Stephen Perkinson, an associate professor of art history who represented the department on the selection committee, explained that Salatino's interest and expertise in prints and drawings "parallel the strengths of our collection."

"Not only are prints and drawings one of the major strengths of the Bowdoin collection, but [his previous work in that area of specialization] required him to deal with objects and issues from a really broad range of dates and cultures; there's really no other curatorial position that has such wide-ranging responsibilities," Perkinson wrote in an e-mail to the Orient.

At the helm of the museum, Salatino's job will not only involve oversight of museum programming, but also community and donor outreach.

"It's clear from the work he's done at LACMA...that he knows how to engage well with donors, that he knows how to engage well with the broader museum public, and he's somebody who it was obvious really does his homework," Judd said.

Salatino said he often had to raise money in his job at the LACMA.

"You have to go out there and hustle a lot, you really do have to go out and find the patrons who will support your acquisitions, and that's what I've done a tremendous amount of," Salatino said. "That's something you're never taught in graduate school, you're never taught in art history courses."

Salatino's familiarity with the liberal arts also proved to be a major selling point to the selection committee.

"He really can articulate the value of the arts in the liberal arts and the role of a museum on a college campus," Judd said.

Salatino said that he hopes to expand the collection "into areas the museum is not strong in."

"Since a director has to be responsible for all collections, it's also as important to me that areas that are not my specialty, like antiquities, are very strong at the museum," he said.

Eli Bossin '09 served as one of two student members of the selection committee.

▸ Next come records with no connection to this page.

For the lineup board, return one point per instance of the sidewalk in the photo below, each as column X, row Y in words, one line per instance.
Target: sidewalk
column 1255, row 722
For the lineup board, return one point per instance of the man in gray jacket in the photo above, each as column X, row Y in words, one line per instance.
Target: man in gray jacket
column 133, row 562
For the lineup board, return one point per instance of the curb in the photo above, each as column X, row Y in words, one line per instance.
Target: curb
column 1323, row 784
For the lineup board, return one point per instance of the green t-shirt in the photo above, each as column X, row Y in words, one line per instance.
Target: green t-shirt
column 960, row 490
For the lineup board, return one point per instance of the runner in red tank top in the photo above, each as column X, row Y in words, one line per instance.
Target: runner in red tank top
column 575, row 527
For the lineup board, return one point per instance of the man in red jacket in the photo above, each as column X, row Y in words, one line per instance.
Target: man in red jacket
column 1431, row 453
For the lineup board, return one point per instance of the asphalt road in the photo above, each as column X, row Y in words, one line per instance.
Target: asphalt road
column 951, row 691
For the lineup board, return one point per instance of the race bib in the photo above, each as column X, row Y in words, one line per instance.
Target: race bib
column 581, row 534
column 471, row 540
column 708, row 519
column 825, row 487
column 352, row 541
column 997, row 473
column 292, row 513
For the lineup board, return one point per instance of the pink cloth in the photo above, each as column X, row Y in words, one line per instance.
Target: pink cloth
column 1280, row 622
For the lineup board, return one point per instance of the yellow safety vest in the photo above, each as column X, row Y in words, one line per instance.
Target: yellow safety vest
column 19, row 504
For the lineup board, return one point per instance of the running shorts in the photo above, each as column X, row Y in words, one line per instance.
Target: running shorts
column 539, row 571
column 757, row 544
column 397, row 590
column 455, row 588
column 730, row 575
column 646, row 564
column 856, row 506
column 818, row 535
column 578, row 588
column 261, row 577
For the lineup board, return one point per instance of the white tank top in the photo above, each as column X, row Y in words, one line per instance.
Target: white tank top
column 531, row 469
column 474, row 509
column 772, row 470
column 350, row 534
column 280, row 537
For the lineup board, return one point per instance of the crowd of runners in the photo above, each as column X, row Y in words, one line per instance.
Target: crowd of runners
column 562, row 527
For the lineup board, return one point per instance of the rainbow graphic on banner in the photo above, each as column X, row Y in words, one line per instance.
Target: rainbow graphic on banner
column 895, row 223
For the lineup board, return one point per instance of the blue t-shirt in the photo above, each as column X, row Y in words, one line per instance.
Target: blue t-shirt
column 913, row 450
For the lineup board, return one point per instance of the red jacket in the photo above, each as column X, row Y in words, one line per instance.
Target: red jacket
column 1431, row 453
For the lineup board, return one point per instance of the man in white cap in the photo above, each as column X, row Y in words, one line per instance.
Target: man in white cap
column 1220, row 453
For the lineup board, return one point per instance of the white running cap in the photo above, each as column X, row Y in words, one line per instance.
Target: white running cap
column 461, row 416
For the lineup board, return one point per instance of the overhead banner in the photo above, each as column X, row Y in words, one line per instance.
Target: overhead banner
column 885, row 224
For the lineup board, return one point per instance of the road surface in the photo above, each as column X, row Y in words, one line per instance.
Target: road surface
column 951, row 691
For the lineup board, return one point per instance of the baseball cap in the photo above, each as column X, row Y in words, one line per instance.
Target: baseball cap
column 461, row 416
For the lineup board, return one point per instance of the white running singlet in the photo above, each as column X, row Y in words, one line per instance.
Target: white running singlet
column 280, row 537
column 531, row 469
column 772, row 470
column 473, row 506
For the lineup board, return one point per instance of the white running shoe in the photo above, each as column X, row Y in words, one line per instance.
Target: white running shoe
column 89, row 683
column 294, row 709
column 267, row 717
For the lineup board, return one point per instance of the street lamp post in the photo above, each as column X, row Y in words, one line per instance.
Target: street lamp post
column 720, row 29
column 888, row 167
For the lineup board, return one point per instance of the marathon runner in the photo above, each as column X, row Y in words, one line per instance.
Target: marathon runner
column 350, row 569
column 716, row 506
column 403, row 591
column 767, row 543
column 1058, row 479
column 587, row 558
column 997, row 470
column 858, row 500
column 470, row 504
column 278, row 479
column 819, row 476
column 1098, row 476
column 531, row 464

He was the only one present in the Spring committee meetings though, because the other student on the committee, Caitlin Beach '10, is currently studying abroad.

"I think he is really a very exciting choice to lead the museum," Bossin said. "I think he brings a lot of intelligence, energy, and enthusiasm," he added.

Salatino, who plans to move to Maine sometime in July, said he is taking the transition from sunny southern California to New England in stride.

"I'm hoping that my Connecticut Yankee DNA will reassert itself and I'll develop that layer of protection against the cold," he said.